Suddenly he found himself hemmed in and surrounded by the black silent ears of innumerable microphones. Irritably he swept the lot of them aside and bellowed viva voce to his people. Only the first few rows could hear him while those in back chatted loudly, sang Fascist hymns. Sharp ears in front heard their leader say:
"No people in any part of the world present such a spectacle as the Italian people--disciplined, understanding, tenacious. It is certain that with our discipline and our indomitable courage we will overcome these hard times. And, once through them, the Italian people will have the right to a life which is not full of restrictions and hardships, a life worthy of the Fascist era."
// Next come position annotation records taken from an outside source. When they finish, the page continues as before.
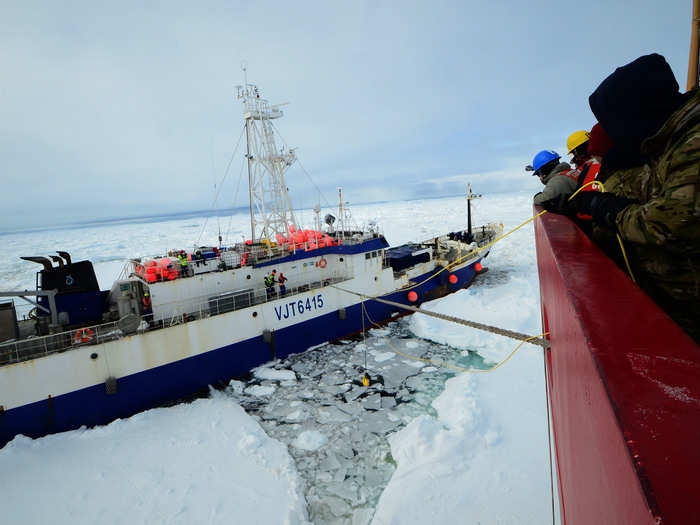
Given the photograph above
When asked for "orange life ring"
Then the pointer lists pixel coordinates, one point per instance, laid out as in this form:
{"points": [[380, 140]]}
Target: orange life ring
{"points": [[83, 335]]}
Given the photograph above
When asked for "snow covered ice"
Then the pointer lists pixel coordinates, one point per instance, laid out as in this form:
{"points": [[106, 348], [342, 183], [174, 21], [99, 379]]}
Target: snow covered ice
{"points": [[423, 444]]}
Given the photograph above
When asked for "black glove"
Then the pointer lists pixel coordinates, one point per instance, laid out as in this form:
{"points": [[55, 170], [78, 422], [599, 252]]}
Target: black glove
{"points": [[603, 207], [558, 204]]}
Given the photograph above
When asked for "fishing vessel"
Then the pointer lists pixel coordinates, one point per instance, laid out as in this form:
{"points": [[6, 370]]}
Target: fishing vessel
{"points": [[171, 325]]}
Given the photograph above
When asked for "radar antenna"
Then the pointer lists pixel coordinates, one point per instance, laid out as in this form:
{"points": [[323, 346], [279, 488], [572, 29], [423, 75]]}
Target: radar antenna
{"points": [[271, 211]]}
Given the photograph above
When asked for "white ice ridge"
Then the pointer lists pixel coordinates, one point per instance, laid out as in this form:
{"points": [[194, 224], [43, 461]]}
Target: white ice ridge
{"points": [[200, 462]]}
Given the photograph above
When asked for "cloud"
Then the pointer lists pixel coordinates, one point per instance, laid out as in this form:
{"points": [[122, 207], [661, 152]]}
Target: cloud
{"points": [[108, 111]]}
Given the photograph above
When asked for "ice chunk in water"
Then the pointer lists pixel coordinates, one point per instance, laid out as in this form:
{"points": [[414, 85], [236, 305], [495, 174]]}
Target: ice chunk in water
{"points": [[310, 440], [260, 390], [373, 402]]}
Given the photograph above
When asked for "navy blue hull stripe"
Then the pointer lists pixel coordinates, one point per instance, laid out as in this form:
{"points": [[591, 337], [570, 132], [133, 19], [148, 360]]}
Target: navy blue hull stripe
{"points": [[93, 406]]}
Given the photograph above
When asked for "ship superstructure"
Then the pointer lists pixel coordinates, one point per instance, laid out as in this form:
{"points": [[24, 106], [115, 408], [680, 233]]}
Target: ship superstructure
{"points": [[171, 325]]}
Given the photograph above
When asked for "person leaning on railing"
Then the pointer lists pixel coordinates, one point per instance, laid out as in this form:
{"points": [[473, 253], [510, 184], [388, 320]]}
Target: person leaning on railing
{"points": [[652, 181]]}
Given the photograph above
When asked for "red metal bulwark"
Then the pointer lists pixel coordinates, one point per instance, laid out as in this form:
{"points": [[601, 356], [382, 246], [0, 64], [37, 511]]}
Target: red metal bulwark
{"points": [[624, 385]]}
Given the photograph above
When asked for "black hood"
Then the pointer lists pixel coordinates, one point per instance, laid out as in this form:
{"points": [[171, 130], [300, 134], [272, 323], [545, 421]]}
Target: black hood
{"points": [[632, 104]]}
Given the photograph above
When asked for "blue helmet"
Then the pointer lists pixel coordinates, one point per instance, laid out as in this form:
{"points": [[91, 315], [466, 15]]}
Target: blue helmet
{"points": [[543, 157]]}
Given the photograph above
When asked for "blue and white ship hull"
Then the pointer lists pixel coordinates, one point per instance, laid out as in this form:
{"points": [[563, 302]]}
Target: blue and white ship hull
{"points": [[95, 383]]}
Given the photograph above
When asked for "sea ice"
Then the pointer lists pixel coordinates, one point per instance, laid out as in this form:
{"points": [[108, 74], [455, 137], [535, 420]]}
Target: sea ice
{"points": [[310, 440]]}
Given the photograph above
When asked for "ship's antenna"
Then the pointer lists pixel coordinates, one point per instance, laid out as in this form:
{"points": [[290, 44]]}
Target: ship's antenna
{"points": [[341, 222], [271, 211], [470, 196]]}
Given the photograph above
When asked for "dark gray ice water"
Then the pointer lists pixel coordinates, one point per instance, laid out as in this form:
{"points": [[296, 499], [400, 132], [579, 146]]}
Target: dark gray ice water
{"points": [[335, 428]]}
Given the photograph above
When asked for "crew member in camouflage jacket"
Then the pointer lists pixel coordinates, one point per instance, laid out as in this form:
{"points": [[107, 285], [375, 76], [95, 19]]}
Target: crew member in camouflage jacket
{"points": [[652, 183]]}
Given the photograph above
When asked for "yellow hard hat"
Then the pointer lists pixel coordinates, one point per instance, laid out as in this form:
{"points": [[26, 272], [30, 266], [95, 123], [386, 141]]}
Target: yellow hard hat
{"points": [[576, 139]]}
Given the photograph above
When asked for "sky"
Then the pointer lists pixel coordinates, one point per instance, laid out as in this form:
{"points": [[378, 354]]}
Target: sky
{"points": [[129, 109]]}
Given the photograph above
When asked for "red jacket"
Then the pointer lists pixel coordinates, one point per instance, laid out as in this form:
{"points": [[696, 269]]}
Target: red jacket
{"points": [[589, 173]]}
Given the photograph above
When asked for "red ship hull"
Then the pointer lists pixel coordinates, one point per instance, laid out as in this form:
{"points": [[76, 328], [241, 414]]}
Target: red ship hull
{"points": [[624, 389]]}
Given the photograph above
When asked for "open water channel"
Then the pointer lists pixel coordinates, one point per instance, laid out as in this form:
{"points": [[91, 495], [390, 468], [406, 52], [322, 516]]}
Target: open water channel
{"points": [[335, 428]]}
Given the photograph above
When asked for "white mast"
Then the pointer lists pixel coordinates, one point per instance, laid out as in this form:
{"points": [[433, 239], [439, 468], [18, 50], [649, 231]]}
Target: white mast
{"points": [[271, 210]]}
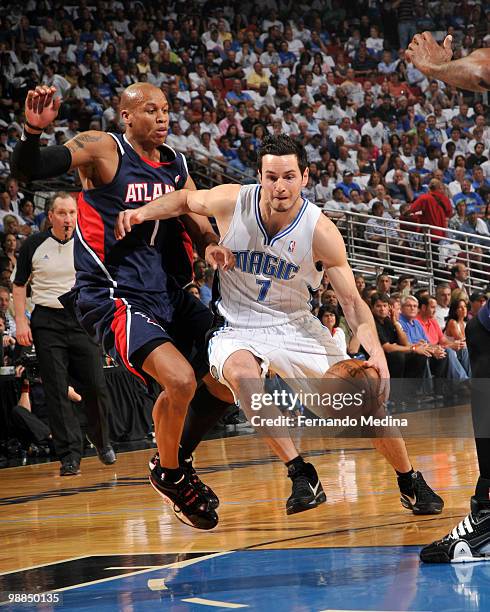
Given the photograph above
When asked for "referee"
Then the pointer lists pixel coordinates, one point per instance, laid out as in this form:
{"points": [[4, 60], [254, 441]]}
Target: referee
{"points": [[64, 351]]}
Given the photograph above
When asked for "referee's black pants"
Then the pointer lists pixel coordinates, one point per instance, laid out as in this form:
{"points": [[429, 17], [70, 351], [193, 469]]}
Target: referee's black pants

Next day was inaugurated one of the high spots in the Fascist public works project, an elevenmile double-track railway tunnel through the Etruscan Appennines between Bologna and Florence which will cut seven hours from the run between Naples and Milan. Because work on the tunnel was first started 20 years ago, it was inaugurated not by Benito Mussolini but by little King Vittorio Emmanuele III, who stopped in his private car at the tunnel's mouth to dedicate a fountain to the memory of 98 workmen who lost their lives while the tunnel was building.